For those among us who like instant gratification, we’ll start by installing Cassandra. Because Cassandra introduces a lot of new vocabulary, there might be some unfamiliar terms as we walk through this. That’s OK; the idea here is to get set up quickly in a simple configuration to make sure everything is running properly. This will serve as an orientation. Then, we’ll take a step back and understand Cassandra in its larger context.
Cassandra is available for download from the Web at http://cassandra.apache.org. Just click the link on the home page to download the latest release version as a gzipped tarball. The prebuilt binary is named apache-cassandra-x.x.x-bin.tar.gz, where x.x.x represents the version number. The download is around 10MB.
The simplest way to get started is to download the prebuilt binary. You can unpack the compressed file using any regular ZIP utility. On Linux, GZip extraction utilities should be preinstalled; on Windows, you’ll need to get a program such as WinZip, which is commercial, or something like 7-Zip, which is freeware. You can download the freeware program 7-Zip from http://www.7-zip.org.
Open your extracting program. You might have to extract the ZIP file and the TAR file in separate steps. Once you have a folder on your filesystem called apache-cassandra-x.x.x, you’re ready to run Cassandra.
Once you decompress the tarball, you’ll see that the Cassandra binary distribution includes several directories. Let’s take a moment to look around and see what we have.

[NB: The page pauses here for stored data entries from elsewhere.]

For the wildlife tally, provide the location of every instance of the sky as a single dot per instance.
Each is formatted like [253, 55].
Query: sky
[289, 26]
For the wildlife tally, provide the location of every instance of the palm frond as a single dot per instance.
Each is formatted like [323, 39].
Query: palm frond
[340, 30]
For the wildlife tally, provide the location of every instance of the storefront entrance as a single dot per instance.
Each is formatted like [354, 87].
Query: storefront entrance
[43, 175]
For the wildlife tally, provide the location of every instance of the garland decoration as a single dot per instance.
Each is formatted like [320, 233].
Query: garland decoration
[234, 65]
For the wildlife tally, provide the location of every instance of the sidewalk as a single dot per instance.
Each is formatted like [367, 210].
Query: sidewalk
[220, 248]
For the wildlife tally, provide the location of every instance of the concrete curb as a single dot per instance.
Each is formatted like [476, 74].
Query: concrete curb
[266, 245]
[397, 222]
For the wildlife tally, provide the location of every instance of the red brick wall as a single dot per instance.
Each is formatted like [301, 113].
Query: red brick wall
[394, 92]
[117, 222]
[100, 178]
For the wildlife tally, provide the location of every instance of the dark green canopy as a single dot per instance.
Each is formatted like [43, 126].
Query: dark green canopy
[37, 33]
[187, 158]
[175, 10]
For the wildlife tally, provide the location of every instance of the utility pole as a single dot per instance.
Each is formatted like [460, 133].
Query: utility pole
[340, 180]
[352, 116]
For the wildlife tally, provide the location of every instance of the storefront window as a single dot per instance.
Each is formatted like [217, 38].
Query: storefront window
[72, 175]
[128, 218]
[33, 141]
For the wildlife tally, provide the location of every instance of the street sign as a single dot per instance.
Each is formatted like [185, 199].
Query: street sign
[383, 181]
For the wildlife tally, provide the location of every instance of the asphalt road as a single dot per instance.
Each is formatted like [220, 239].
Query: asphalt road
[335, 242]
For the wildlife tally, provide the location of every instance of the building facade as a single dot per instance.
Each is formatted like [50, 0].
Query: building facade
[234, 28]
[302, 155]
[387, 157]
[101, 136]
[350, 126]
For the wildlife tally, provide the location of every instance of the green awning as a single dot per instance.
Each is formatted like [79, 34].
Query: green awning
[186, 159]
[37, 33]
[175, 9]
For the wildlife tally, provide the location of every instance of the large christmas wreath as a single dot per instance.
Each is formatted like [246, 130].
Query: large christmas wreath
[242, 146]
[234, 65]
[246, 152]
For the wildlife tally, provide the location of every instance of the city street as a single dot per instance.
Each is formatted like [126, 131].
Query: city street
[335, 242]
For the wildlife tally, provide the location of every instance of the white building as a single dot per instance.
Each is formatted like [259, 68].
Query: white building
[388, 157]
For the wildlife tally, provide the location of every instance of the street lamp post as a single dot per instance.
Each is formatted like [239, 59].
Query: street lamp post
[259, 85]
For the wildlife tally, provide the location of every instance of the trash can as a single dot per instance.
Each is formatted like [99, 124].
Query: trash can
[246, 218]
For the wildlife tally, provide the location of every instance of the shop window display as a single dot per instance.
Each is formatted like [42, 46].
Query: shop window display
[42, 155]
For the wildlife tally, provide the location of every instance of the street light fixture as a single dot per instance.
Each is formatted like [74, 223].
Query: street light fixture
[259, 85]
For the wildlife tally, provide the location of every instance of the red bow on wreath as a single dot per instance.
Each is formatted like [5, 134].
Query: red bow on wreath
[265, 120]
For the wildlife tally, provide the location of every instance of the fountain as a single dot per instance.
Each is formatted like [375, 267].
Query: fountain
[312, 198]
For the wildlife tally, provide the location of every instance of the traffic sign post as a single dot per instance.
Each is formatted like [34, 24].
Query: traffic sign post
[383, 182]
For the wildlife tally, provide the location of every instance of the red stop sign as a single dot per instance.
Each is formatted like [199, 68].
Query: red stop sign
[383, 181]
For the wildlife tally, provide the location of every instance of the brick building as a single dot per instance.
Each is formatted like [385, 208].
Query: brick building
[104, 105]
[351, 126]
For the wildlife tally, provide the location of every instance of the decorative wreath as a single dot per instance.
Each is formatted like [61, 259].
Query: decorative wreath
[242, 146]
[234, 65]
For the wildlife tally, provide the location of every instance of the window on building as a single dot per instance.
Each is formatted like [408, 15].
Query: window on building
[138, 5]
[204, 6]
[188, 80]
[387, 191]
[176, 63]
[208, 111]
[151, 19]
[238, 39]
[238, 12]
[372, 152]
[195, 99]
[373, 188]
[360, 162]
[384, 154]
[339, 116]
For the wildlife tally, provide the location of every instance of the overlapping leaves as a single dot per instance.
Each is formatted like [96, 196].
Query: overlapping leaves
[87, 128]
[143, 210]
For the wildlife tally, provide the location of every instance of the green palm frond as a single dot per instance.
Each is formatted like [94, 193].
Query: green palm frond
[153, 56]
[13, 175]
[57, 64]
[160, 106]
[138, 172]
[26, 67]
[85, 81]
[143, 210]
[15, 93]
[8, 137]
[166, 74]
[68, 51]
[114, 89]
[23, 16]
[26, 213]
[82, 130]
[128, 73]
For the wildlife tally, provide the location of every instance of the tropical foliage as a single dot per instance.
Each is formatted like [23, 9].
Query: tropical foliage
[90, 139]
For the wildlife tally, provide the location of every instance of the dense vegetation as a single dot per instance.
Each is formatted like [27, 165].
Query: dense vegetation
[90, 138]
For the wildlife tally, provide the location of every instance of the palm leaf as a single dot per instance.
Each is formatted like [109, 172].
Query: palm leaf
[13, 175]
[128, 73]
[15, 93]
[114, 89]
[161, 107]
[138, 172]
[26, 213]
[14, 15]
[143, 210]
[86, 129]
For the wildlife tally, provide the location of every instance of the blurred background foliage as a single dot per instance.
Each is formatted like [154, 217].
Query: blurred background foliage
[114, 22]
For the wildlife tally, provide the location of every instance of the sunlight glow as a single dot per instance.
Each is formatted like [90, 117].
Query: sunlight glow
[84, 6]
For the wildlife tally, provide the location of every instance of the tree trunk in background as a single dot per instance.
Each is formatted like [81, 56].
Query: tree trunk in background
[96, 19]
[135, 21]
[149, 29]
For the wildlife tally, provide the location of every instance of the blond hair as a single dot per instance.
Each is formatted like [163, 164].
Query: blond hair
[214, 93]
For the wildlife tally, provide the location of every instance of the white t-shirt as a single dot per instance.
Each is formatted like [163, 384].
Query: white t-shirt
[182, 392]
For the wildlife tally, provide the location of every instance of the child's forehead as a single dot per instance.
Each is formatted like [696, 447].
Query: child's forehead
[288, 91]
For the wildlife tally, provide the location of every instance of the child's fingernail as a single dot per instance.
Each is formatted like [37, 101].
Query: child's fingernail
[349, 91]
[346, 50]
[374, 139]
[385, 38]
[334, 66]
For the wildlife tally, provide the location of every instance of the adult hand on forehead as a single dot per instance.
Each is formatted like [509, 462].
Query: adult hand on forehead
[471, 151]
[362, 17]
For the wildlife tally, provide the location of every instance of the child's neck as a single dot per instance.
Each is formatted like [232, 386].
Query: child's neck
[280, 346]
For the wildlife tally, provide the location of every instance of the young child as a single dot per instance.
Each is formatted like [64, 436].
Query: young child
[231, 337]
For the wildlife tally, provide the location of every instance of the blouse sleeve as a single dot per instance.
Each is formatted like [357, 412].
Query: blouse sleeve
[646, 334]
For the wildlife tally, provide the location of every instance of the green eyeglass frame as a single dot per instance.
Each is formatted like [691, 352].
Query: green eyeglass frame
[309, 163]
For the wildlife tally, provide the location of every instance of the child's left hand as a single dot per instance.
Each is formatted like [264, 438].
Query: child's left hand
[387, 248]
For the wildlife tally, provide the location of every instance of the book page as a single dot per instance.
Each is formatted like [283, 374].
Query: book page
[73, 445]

This directory contains the executables to run Cassandra and
the command-line interface (CLI) client. It also has scripts to
run the nodetool
, which is a utility for inspecting a
cluster to determine whether it is properly configured, and to
perform a variety of maintenance operations. We look at
nodetool
in depth later. It also has scripts for
converting SSTables (the datafiles) to JSON and back.
This directory, which is present in the source version at this location under the package root, contains the files for configuring your Cassandra instance. There are three basic functions: the storage-conf.xml file allows you to create your data store by configuring your keyspace and column families; there are files related to setting up authentication; and finally, the log4j properties let you change the logging levels to suit your needs. We see how to use all of these when we discuss configuration in Chapter 6.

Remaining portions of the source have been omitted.